Lost & Found – Not Even a Steel Guitar

On the day when love is new, you drive along winding avenues lined with elms and cherries. Van Morrison sings on the radio about the glories of love. He sings just for you. You drive around, directionless, your mind a quiet, deep pool filled with silent ornamental fish. You are amazed by the beauty of a sweeping lawn sprinkler and the ethereal wonder of uninstalled windowpanes leaning against a white fence. You bless all drivers of BMWs who cut you off and all cyclists who wobble in front of your wheels.

On the day your heart is broken, you sit in your underwear on the futon staring out your apartment window. There is an empty bottle of Crown Royal lying sideways on the hardwood floor. The delivered pizza tastes like ash in your mouth. You plot a secret and bloody revenge against the man upstairs who disdains carpets and wears his work boots to fix himself a midnight snack. David Bowie mocks you from the speakers in the shadows.

On the day when love finally arrives home after wandering about in the wilderness, you are a newborn child. The Goddess lifts you up in her arms, sends you spinning around and around, laughing like mad. At night, she holds the stars above you between her great deity-sized hands, a cat’s cradle decorated with shining beads of light. The sound of a trumpet, rich as honey on a hot buttered scone, comes drifting in from the distance, and brings a wave of gooseflesh.

On the day when love departs with a suitcase in each hand, you are withered and writhing. You are pursued by invisible hags. You are the thirteenth son of a thirteenth son, cursed beyond all reckoning. The wings you were so proud of melt like dollar store birthday candles in the heat of the electric side table lamp.
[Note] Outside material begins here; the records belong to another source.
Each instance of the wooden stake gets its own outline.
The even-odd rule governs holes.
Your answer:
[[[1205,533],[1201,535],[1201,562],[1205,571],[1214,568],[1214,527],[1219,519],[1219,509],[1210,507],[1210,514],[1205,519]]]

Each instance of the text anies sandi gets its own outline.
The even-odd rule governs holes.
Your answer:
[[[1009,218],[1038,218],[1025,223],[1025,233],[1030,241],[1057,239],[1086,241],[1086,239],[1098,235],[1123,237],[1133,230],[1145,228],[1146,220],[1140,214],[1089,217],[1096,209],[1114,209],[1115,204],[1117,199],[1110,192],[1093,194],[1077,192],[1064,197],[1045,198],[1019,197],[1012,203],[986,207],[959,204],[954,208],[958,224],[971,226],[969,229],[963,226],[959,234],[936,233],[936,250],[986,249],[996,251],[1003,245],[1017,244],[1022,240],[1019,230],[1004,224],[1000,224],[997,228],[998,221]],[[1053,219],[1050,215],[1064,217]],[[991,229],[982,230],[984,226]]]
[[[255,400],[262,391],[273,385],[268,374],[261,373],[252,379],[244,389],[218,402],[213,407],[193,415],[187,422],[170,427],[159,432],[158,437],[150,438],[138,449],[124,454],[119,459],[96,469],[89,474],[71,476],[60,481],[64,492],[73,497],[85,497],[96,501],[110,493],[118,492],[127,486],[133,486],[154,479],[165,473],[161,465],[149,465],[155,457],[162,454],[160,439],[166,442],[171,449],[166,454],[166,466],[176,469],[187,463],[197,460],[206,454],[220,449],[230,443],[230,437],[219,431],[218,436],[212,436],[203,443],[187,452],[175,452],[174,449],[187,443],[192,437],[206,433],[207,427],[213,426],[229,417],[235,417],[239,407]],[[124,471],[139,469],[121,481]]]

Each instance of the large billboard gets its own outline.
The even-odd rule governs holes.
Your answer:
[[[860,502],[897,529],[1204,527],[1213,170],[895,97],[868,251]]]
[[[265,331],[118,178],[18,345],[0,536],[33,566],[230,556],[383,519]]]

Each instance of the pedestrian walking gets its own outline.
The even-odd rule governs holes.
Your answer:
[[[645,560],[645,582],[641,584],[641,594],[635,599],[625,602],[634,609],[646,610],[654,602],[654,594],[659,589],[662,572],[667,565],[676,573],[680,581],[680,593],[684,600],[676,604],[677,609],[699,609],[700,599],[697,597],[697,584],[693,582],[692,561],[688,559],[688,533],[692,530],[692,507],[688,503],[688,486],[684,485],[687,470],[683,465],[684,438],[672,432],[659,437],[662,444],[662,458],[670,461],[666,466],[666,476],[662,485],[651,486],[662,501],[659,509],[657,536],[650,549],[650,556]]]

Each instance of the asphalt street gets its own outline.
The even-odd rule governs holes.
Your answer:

The night stretches out before you, wide as a bicycle trip through the Dakotas, and tomorrow is Sunday, with nothing planned. If somebody, an angel or whatever, were to whisper in your ear at this very moment in time how soon it will be that you once again wake up laughing in the night, you would never believe them, no sir. Because experience has taught you well, and this time life won’t pull its shabby parlour tricks on you. Tonight nothing, not even the sound of a steel guitar, can save your soul.